I'm studying for this exam, and most of the questions I can understand why I got them wrong/right, except for one

Q: Which of the following socket types utilizes zero insertion force (ZIF) connector?
A 478
B 775
C 959
D Slot A

Is ZFI the same thing is land grid array? In which case wouldn't A and B be the correct answer? The study guide I got from my school, a pdf from actualtests lists it as A being the right answer.

Why would socket 478 be ZIF and not 775?


----------



## greenbrucelee (Apr 24, 2007)

ZIF is the bit you put the cpu onto and then clamp the cpu into place on the motherboard. ZIF is used with CPUs that have the pins on them and the holes on the motherboard where as it use to be the pins where on the motherbaord and the cpu had the holes in it. This required you to manually push the cpu onto the pins and there was a risk of bending the pins. (THis was back in the days of the 386 if I remember correctly).

If you bent the pins you generally were screwed and had to replace the motherboard ZIF socket eliminates this from happening. So all you need to do is pick the cpu that goes onto the motherboard where the pins are on the motherboard. generally to remove the cpu you had to use a flat headed screw driver or butter knife to remove the cpu.

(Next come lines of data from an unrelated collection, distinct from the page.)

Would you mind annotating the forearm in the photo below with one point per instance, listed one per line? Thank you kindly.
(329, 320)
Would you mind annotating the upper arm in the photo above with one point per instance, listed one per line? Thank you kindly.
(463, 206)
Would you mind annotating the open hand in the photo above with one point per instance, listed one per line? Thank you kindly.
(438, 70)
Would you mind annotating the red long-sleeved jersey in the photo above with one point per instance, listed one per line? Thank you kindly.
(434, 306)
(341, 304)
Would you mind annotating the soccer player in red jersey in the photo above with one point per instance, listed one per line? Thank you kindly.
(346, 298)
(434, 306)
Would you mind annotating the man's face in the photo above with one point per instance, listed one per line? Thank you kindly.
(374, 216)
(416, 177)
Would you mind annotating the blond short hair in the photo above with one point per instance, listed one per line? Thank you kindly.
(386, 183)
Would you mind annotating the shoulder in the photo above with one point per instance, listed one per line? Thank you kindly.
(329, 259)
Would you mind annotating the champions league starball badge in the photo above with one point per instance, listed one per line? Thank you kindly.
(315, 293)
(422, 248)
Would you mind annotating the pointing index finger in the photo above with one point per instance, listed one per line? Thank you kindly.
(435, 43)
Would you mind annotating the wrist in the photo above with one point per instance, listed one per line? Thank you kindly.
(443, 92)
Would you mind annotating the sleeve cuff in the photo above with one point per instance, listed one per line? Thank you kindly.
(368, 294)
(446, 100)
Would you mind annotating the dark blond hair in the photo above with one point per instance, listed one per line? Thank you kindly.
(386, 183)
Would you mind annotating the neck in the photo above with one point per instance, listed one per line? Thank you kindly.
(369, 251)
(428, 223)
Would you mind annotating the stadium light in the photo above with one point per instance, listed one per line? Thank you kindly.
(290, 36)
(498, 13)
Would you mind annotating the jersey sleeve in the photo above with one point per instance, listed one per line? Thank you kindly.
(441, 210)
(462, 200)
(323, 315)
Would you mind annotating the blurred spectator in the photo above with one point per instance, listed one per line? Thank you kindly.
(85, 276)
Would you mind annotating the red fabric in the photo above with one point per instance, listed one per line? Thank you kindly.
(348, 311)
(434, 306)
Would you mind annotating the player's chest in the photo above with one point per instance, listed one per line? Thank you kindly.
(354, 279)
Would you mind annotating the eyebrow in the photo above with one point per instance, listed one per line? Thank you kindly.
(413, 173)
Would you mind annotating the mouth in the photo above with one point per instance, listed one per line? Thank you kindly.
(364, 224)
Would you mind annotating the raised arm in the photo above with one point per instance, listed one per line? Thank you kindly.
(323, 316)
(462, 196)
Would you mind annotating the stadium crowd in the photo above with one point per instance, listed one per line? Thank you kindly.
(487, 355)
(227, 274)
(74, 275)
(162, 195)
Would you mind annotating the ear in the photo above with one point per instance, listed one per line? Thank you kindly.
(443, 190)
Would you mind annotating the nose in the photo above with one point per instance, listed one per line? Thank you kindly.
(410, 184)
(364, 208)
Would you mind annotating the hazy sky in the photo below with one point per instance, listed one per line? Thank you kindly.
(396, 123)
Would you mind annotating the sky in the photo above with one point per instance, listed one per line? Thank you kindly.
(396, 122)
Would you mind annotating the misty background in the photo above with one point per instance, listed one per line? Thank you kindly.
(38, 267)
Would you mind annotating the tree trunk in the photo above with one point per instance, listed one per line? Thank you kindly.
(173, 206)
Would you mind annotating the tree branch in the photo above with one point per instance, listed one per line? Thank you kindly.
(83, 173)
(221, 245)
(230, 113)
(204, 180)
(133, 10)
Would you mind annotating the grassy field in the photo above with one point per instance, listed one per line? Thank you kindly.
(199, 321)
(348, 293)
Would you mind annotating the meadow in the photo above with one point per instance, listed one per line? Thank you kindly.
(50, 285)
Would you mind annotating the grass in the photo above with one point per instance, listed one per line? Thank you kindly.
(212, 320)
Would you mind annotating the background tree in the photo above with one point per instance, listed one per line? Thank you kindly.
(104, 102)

To answer your question though Newer Pentium 4 CPUs don't use a ZIF socket. Instead they use a LGA775 socket. These CPUs don't have pins at the bottom, but instead they have little metal pads. Fitting these CPUs is much easier. You open up the CPU socket cover, pop the CPU into the socket, and close the cover on it


----------



## wkw427 (Nov 9, 2008)

So, most computer that are out there and in use would have either no pins (LGA) or pins on the cpu (ZIF)? That makes sense. I've never encountered a cpu without pins and a board with pins, so that bit confused me.
Thanks


----------



## greenbrucelee (Apr 24, 2007)

yep back in the day when I had my first pc 18 years ago some boards had pins on them and non on the cpu and you had no indication of how the cpu should fit on the pins as it wasa complete square. You could generally work it out though but using the force require to slot the cpu into place was dangerous and could end up being very expensive this is why zif was invented.


----------